# Impulse heat sealer



## Cal43 (Mar 29, 2019)

Is it absolutely necessary to get a sealer with a cutter? I’ve been viewing a few but they are pricey. Does the other dealers cut off the plastic even though it does not state that it has a cutter?


----------



## Marilyn Norgart (Mar 29, 2019)

deleted by me


----------



## jcandleattic (Mar 29, 2019)

They are relatively cheap on Amazon. 
https://www.amazon.com/Metronic-Imp...=impulse+sealler+w,aps,173&sr=8-1-spons&psc=1

It's a great investment.

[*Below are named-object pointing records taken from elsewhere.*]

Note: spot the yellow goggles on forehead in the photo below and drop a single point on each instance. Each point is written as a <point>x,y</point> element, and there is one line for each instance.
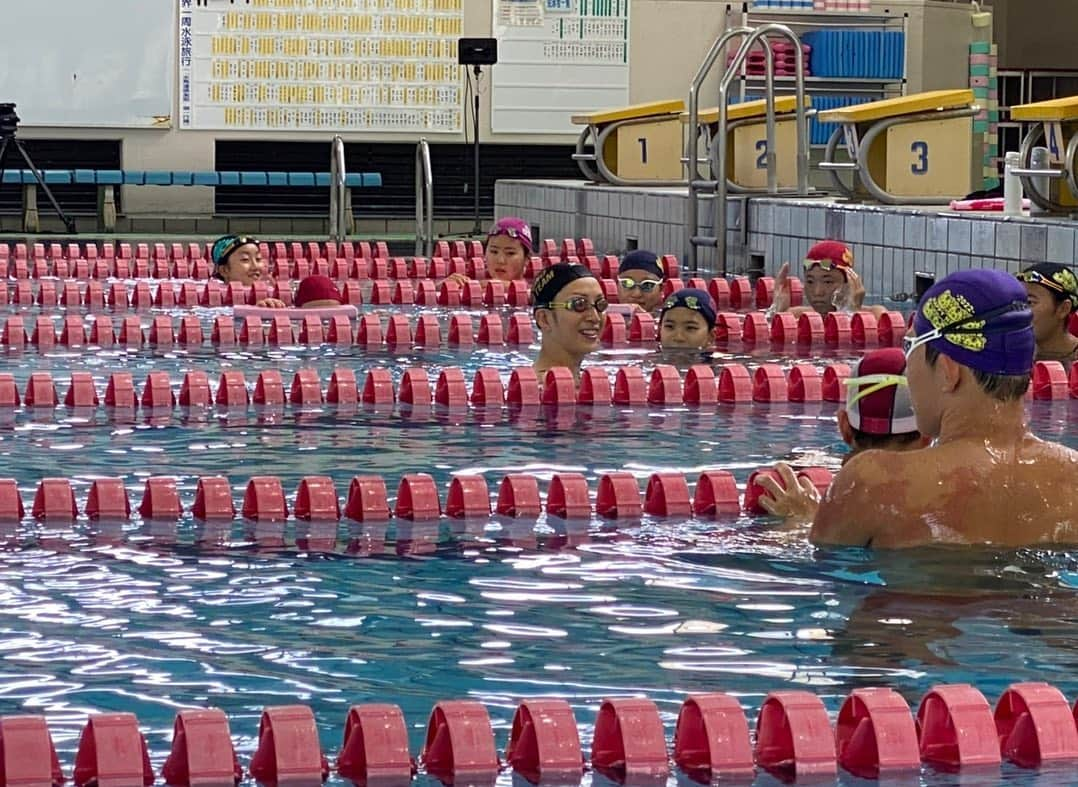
<point>873,383</point>
<point>1035,277</point>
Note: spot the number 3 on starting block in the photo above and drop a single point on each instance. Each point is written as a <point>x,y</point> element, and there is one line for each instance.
<point>930,159</point>
<point>920,150</point>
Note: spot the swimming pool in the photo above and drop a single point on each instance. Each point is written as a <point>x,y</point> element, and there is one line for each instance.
<point>146,618</point>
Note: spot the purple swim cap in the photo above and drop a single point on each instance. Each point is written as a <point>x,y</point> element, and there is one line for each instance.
<point>983,319</point>
<point>514,228</point>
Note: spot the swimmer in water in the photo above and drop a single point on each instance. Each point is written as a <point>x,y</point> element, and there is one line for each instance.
<point>831,284</point>
<point>878,416</point>
<point>237,258</point>
<point>986,480</point>
<point>568,305</point>
<point>317,291</point>
<point>1053,298</point>
<point>508,248</point>
<point>640,276</point>
<point>687,320</point>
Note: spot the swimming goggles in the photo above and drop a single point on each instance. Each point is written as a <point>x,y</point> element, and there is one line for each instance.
<point>826,264</point>
<point>1035,277</point>
<point>911,343</point>
<point>874,383</point>
<point>226,245</point>
<point>645,287</point>
<point>579,304</point>
<point>512,232</point>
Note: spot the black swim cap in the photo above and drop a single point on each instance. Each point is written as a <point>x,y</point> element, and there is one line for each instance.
<point>550,281</point>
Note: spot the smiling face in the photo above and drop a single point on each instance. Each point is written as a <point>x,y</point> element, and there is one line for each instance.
<point>821,287</point>
<point>505,258</point>
<point>1049,316</point>
<point>244,265</point>
<point>647,301</point>
<point>682,327</point>
<point>575,333</point>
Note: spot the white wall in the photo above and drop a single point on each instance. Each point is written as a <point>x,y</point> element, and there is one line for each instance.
<point>668,40</point>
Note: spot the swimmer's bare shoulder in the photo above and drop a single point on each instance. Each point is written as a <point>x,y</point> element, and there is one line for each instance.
<point>870,502</point>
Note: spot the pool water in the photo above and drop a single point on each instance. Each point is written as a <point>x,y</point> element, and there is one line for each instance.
<point>153,618</point>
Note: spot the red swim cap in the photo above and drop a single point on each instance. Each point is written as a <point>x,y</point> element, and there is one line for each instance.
<point>830,253</point>
<point>317,288</point>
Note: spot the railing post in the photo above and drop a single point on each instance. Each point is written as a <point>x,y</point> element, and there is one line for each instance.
<point>424,201</point>
<point>339,222</point>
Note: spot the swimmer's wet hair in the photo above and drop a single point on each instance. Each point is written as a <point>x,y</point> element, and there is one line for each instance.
<point>1000,387</point>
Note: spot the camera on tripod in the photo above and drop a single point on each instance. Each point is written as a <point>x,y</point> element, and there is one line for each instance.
<point>9,121</point>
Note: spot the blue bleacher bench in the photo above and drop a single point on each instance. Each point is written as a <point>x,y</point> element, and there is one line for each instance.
<point>108,179</point>
<point>154,177</point>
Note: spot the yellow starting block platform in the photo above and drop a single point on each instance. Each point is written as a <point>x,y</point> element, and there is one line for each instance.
<point>912,150</point>
<point>747,147</point>
<point>1055,127</point>
<point>632,146</point>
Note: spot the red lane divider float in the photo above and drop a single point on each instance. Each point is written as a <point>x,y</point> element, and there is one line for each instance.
<point>874,735</point>
<point>702,386</point>
<point>396,329</point>
<point>618,495</point>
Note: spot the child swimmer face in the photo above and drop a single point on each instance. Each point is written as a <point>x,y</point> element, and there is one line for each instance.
<point>687,320</point>
<point>683,328</point>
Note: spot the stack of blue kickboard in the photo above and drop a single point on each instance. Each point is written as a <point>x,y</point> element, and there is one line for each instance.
<point>857,54</point>
<point>819,133</point>
<point>782,3</point>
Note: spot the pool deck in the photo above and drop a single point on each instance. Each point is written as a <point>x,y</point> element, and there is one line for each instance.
<point>889,242</point>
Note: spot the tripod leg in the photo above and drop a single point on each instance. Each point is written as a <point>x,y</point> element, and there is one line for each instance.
<point>69,223</point>
<point>478,228</point>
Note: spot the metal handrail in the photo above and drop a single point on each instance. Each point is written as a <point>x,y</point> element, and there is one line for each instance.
<point>750,36</point>
<point>339,223</point>
<point>424,201</point>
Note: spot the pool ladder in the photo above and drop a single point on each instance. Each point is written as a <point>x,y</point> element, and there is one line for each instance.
<point>717,185</point>
<point>424,201</point>
<point>342,222</point>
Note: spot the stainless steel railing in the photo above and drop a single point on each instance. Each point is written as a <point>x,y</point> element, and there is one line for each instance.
<point>717,184</point>
<point>424,201</point>
<point>339,192</point>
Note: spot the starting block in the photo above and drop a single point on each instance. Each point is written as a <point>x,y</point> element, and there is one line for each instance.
<point>912,150</point>
<point>747,147</point>
<point>1054,125</point>
<point>633,145</point>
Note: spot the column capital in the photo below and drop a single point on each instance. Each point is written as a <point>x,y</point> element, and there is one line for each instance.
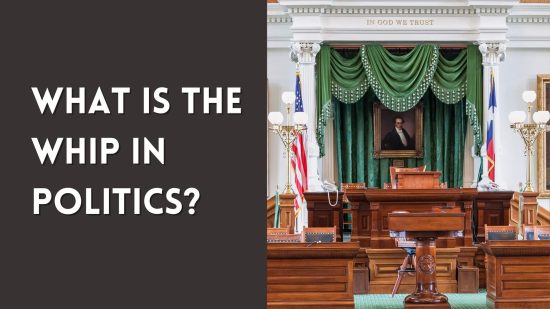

I wouldn't be without mine.


----------



## earlene (Mar 29, 2019)

I don't find having a cutter is necessary at all.  But if one is making soap in large quantities for sale it might be worth the cost.  I don't know.

But for me, I have found that if you the setting on the heat sealer is a bit too high, it will 'cut' at the same time it seals.  But it's a fine line between a seal and cut and not sealed completely.  So I keep it at a temperature that seals and cut with scissors so I don't end up with an incomplete seal.


----------



## jcandleattic (Mar 29, 2019)

earlene said:


> I don't find having a cutter is necessary at all.  But if one is making soap in large quantities for sale it might be worth the cost.  I don't know.
> 
> But for me, I have found that if you the setting on the heat sealer is a bit too high, it will 'cut' at the same time it seals.  But it's a fine line between a seal and cut and not sealed completely.  So I keep it at a temperature that seals and cut with scissors so I don't end up with an incomplete seal.


Yeah, for production it's almost a necessity. I wrap/seal 100's of bars at a time, and I just can't imagine the extra work/time/effort it would take to cut each seal when an inexpensive heat sealer/cutter will do it all in 1 step.


----------



## Cal43 (Mar 29, 2019)

I saw this one on clearance. What do you think about it!


----------



## jcandleattic (Mar 29, 2019)

Cal43 said:


> I saw this one on clearance. What do you think about it!


Good price, but looks like it's just the sealer not a cutter. In order for it to cut, you would have to get a wire replacement kit with the wire cutter and not the wire sealer. But if you don't mind doing like earlene had suggested, and cutting the seal with scissors, I say go for it.


----------



## DeeAnna (Mar 29, 2019)

I've sealed tens of thousands of bags with my sealer (I use it for my small business as well as for soap), and I have seldom used its built-in cutter.

When I package soap or other products in shrink wrap bags, I set the heat adjustment high enough that I can separate the bag from the excess right along the hot seal line. It works really well after the heat setting is just right and a bit of practice. I don't want any excess shrink bag to keep my seams as tidy as possible.

I have to say, on the other hand, that I'm also of the opinion to "buy once and cry once." I don't buy bottom-dollar equipment that needs to be repaired or replaced often. I also don't care to buy "uni-tasker" tools that can only do one job well. For these reasons, I don't regret spending the few extra dollars on the sealer with the cutter. Sometimes we get customers with exacting requirements for packaging. It's good to have the sealer with the cutter so I can easily remove any excess bag, should a customer want that done. I'd hate to trim hundreds of bags with a scissors.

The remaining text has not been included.